There wasn’t really a weak performance in the film. Cruise is in his element in this genre. He’s a bonafide action star, he does his own stunts, he can fly helicopters in real life and ride motorcycles, and so it all feels authentic when he does it in the film. And man, that helicopter sequence was glorious. He’s still in ridiculous shape, certainly for a guy in his mid 50’s and you can only take your hat off to him for battling through a broken ankle. Rebecca Ferguson was back again and there’s the hint of romance brewing between Ethan and Ilsa. I also thoroughly enjoyed Kirby’s showing as the White Widow too. 

Without giving the entirety of the plot away, I think it would be fair to say that most people will know the way the film ultimately ends. Ethan and his IMF team save the day, but not without a right struggle. The Apostles were a truly worthy opponent, they always seemed a step ahead throughout, with twists and double twists coming fast and furious. The split perspective finale was riveting, full of tension despite knowing the inevitable outcome and given the deep, interconnected, every man nature of their organisation and the fact that they’ve got members incognito, within major establishments. It opens the door for another instalment with Lane once again central to the plot. 

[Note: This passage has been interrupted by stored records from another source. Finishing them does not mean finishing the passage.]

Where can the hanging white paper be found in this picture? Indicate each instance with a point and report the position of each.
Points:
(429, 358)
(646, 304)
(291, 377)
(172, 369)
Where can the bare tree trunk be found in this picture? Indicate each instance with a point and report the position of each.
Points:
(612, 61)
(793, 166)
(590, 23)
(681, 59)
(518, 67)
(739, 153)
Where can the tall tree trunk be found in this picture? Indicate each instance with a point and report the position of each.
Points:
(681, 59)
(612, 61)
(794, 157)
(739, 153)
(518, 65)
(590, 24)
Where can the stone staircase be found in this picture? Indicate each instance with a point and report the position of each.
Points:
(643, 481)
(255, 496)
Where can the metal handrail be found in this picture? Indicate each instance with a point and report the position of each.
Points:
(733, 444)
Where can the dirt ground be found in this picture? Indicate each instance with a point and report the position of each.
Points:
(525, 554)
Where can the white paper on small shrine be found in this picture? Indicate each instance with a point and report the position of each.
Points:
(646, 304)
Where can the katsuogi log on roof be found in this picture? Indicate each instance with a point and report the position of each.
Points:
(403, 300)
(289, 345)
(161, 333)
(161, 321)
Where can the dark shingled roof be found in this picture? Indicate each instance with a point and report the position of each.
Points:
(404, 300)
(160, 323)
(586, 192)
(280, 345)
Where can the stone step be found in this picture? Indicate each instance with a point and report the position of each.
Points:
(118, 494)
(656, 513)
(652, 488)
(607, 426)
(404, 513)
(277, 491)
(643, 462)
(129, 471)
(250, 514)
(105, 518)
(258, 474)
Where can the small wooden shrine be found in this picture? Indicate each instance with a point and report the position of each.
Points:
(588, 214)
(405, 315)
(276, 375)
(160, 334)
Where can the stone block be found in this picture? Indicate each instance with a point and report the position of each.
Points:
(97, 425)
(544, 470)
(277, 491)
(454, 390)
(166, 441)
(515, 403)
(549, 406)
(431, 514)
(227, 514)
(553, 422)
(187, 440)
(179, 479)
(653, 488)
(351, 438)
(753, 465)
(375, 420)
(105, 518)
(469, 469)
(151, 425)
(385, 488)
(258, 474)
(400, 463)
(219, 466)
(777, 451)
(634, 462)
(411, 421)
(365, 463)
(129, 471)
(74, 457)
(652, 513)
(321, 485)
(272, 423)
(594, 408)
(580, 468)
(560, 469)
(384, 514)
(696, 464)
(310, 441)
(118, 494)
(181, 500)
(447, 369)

And that’s a refreshing change for Mission Impossible. It was a big positive I took away. The way it connected Rogue Nation, the way that the story was a direct continuation in a sense and the fact it’s almost like a trilogy within a six film franchise. 

I’ve seen a fair few action films already this year. With the likes of Rampage, Skyscraper and even the Meg had action elements within the overplayed shark sub-genre. Mission Impossible: Fallout doesn’t deserve to be lumped in with any of them though. It’s an infinitely superior experience. The story was intelligently crafted, the characters within were interesting, the action was fantastic, as was the visuals and the antagonists were some of the best in the entire franchise. For me, Fallout is the best film in a franchise that defies the usual trend of ever diminishing returns and instead keeps on getting better. 

It had me riveted from start to finish and I would absolutely recommend giving it a watch.